Francia llegaba con el cartel de favorita, con estrellas capaces de decidir un partido en un instante. Pero sobre el césped solo hubo un equipo que impuso su ley. España jugó con una madurez admirable, con una intensidad feroz y con una confianza que contagia. Cada balón dividido se peleó como si fuera el último y cada posesión tuvo sentido.

Rodri volvió a demostrar que es el auténtico director de esta orquesta, manejando el ritmo del encuentro con una naturalidad extraordinaria. A su alrededor brillaron Dani Olmo y Fabián, mientras Lamine Yamal volvió a dejar destellos de un talento que parece no tener techo. Solo le faltó que el fútbol hiciera justicia con ese golazo anulado que habría coronado otra actuación memorable.
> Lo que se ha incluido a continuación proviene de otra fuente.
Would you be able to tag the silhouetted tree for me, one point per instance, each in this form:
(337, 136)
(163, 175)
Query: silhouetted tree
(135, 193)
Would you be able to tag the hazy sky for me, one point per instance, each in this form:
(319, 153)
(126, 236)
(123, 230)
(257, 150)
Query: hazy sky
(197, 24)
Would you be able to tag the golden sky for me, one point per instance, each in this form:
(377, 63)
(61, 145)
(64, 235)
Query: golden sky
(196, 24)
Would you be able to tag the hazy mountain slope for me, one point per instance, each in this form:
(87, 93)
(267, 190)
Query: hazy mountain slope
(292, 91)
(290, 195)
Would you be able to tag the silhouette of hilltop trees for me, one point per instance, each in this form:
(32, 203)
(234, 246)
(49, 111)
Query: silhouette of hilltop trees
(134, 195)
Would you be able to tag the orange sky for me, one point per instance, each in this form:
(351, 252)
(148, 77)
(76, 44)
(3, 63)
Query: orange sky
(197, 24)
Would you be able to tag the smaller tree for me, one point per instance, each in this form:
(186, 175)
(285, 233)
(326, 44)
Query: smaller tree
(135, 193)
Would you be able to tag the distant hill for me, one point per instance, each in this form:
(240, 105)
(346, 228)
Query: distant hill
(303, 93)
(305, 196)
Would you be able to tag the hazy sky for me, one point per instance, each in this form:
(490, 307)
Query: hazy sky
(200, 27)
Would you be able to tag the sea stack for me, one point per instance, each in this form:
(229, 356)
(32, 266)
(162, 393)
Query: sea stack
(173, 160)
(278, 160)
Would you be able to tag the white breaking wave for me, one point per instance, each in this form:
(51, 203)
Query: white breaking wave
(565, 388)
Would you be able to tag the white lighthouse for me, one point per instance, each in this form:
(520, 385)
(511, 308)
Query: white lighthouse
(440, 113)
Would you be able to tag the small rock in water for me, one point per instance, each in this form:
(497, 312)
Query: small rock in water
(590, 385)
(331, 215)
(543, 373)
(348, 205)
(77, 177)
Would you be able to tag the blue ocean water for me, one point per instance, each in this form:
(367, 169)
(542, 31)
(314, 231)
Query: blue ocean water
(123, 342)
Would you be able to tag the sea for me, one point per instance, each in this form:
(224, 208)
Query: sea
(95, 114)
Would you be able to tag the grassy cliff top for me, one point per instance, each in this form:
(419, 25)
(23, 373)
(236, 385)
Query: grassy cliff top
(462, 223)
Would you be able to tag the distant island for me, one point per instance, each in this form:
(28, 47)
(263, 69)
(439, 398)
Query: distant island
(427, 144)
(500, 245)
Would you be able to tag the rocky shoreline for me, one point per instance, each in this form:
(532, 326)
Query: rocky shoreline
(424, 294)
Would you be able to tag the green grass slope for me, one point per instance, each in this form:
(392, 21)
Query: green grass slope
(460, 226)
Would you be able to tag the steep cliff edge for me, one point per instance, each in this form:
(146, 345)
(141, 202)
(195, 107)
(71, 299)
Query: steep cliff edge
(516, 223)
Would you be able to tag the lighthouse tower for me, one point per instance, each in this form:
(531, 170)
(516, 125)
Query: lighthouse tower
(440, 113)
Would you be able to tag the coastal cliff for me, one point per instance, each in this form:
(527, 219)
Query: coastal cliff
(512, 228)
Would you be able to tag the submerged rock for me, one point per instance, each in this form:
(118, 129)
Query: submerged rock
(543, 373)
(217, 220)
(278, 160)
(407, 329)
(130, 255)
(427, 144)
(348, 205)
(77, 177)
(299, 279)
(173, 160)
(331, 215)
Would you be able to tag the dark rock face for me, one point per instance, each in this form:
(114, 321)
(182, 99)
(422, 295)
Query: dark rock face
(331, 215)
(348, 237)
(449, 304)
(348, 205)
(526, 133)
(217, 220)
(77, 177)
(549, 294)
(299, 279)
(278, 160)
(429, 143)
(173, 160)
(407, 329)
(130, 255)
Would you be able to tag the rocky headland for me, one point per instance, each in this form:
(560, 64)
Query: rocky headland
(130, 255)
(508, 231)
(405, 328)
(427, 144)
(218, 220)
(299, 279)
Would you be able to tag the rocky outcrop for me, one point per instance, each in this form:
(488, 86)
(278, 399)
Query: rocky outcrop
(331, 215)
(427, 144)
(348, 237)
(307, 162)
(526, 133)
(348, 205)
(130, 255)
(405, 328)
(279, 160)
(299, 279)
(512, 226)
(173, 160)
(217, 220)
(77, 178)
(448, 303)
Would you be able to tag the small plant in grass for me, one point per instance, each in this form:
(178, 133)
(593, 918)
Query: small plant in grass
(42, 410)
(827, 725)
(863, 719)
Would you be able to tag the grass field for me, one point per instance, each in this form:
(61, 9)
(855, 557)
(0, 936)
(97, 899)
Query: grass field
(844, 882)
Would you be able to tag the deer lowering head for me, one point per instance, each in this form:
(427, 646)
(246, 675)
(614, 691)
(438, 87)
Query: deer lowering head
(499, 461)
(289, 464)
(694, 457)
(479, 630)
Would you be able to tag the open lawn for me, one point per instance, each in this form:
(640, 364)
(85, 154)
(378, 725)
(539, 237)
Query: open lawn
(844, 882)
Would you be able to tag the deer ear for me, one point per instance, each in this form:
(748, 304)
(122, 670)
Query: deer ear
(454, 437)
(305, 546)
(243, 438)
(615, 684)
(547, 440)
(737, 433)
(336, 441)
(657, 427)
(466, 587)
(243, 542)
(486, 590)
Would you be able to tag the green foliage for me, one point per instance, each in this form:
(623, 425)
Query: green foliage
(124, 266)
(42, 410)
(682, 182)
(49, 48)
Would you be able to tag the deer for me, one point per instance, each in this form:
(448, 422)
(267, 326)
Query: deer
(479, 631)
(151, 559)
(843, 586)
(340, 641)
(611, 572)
Dani Olmo, rodeado de rivales franceses en la semifinal del Mundial

Dani Olmo, rodeado de rivales franceses en la semifinal del Mundial / EFE

La defensa estuvo imperial, firme, solidaria e infranqueable, anulando prácticamente a un Kylian Mbappé irreconocible, desaparecido durante casi todo el encuentro. Y si alguien merece un reconocimiento especial es Luis de la Fuente. Ha construido un grupo con identidad, compromiso y ambición, donde cada jugador sabe perfectamente cuál es su papel.

El premio llegó con el penalti transformado con sangre fría por Mikel Oyarzabal y se confirmó con el tanto de Pedro Porro, culminando una brillante acción iniciada por Dani Olmo. Dos goles que hicieron justicia a una superioridad incontestable.

Esta España no solo juega bien. Compite, emociona y transmite una fe inquebrantable. Cuando un equipo reúne talento, solidaridad y personalidad en semejante dosis, deja de soñar con los títulos para empezar a merecerlos. Y este grupo, sencillamente, ha conseguido que todo un país vuelva a creer.